Secondly, this psalm is not simply one which seeks to lift us from present despair into a future that bears no relation to present experience or reality. The psalm begins with a statement that Yahweh had been favourable to the land (v. 1). It hopes that Yahweh’s glory will again dwell in the land (v. 9). And it finishes with the confidence that Yahweh will give what is good and the land will yield its increase (v. 12). There is the suggestion that this psalm may well be one that comes out of a harvest context. Even the language of faithfulness springing from the ground echoes an agricultural tone (v. 11). Hope in the coming nearness of the Lord’s salvation embraces the physical reality of life and its earthy elements. This is a psalm that speaks to those who struggle with the realities of the land in the Australian context, be it in terms of drought, flood, fire or climate change in general.

Finally, the psalm is dominated by the word ‘return’, Heb. shub, which can also mean ‘repent, restore’. Yahweh ‘restored’ Jacob’s fortunes (v. 1); he ‘turned back’ from his hot anger (v. 3); the people ask Yahweh to ‘restore’ them again (v. 4); they ask him whether he will not ‘revive’ them again (v. 6); and his people are to ‘turn’ to him again (v. 8). The order here is important. It is the ‘turning, repentance’ of Yahweh that enables the future to become the present. That is what drives the psalmist. The word ‘salvation’ is also frequent in the psalm. It is only described as ‘our salvation’ (v. 4) in as much as it is God’s salvation (vv. 7, 9). It is only as ‘Yahweh’s salvation’ comes near that the people know in any way their own salvation. Moreover, that salvation is not something that is solely of the future, it is also of the past. It is the task of the worshipping community to proclaim their salvation had come even as they await its consummation. It is its task to name where they see time and life shaped by the character of God and to proclaim its coming fullness.

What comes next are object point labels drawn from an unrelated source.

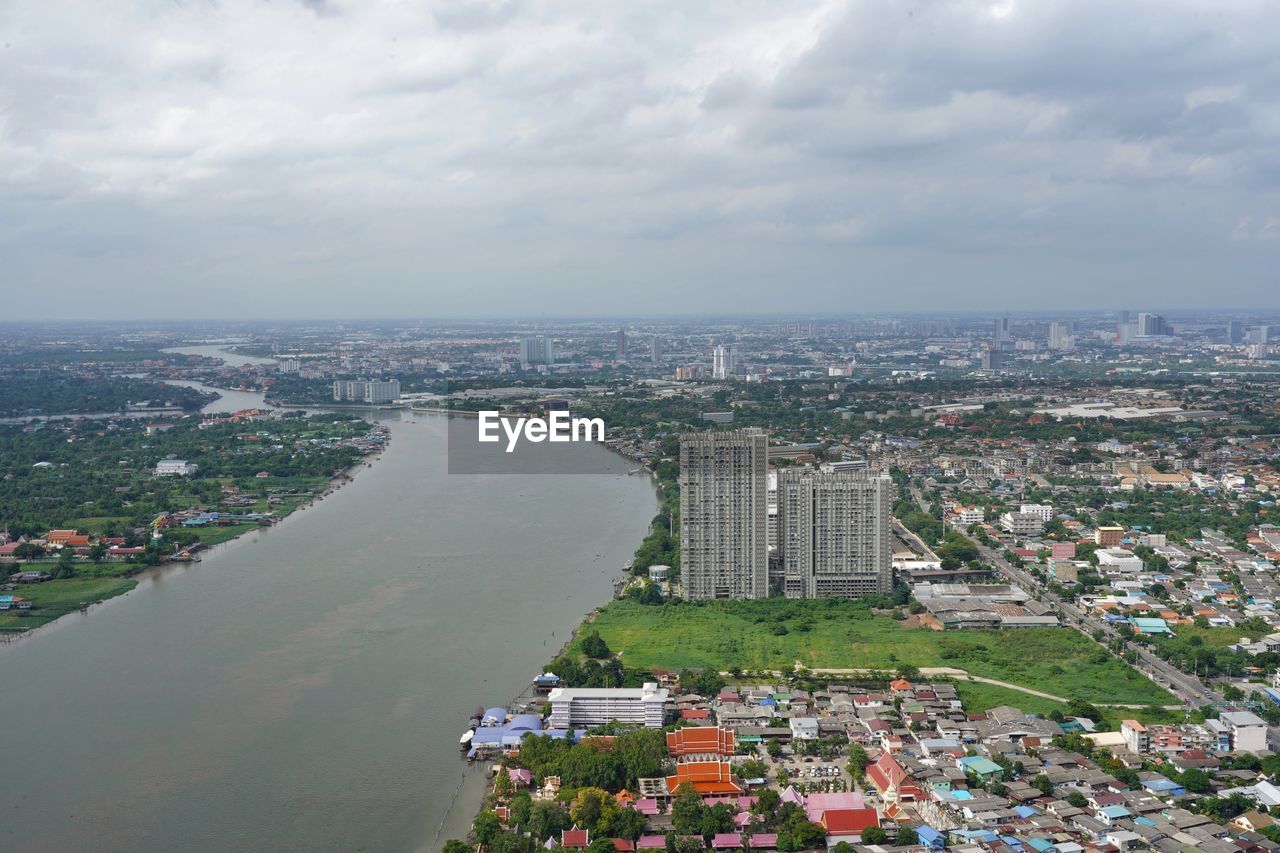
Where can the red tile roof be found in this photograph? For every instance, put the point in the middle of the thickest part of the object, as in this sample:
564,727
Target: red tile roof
849,821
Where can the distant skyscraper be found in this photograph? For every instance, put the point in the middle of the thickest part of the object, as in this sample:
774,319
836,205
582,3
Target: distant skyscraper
723,514
538,349
1059,336
722,361
833,533
1001,331
379,391
1151,325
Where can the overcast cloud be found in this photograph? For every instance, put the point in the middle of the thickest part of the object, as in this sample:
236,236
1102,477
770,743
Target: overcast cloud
359,158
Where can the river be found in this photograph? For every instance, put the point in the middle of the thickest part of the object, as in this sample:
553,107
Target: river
304,688
229,400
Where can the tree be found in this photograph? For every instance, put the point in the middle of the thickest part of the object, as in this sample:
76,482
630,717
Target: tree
1196,781
594,646
592,807
767,806
858,761
487,826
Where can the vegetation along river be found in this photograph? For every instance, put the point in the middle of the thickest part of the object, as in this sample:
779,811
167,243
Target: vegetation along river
304,688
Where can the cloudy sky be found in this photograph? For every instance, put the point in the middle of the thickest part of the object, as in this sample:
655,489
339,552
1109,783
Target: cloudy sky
376,158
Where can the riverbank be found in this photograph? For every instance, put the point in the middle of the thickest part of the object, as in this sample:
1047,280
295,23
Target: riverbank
62,597
470,796
304,689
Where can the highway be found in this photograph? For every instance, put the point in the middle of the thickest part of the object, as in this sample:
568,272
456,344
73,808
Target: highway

Suggestions for the use of the Psalm in worship.

Either verses 4 and 7 could be used as a congregational refrain in the prayers of confession:

Restore us again, O God of our salvation,
and put away your indignation toward us.
Show us your steadfast love,
O LORD, and grant us your salvation.

Verse 8 could also function as an introduction to the declaration of forgiveness:

Let us hear what God the LORD will speak,
for he will speak peace to his people,
to his faithful, to those who turn to him in their hearts.
Hear then Christ’s word of grace to us:
‘Your sins are forgiven!’
    Thanks be to God.
Finally, the psalm can become the basis for prayers of intercession with respect to our relation to the land in our continent. References to the land in vv. 1, 9, 12 encourage this. The prayer could follow the pattern of the psalm with memories of past blessings, a word of present struggles and uncertainties, and finally hopes for the future. The composer of the prayer would have to be careful not to imply that the bounty of the land is not simply a response to our past actions. That notion within the psalm can be challenged. On the other hand, there is place for admission that we have ignored the giftedness of the land in the past in how we have used it, that we have come to expect the land’s bounty without due thought to its wellbeing and its future, and that we have often looked upon the land through self-centered spectacles.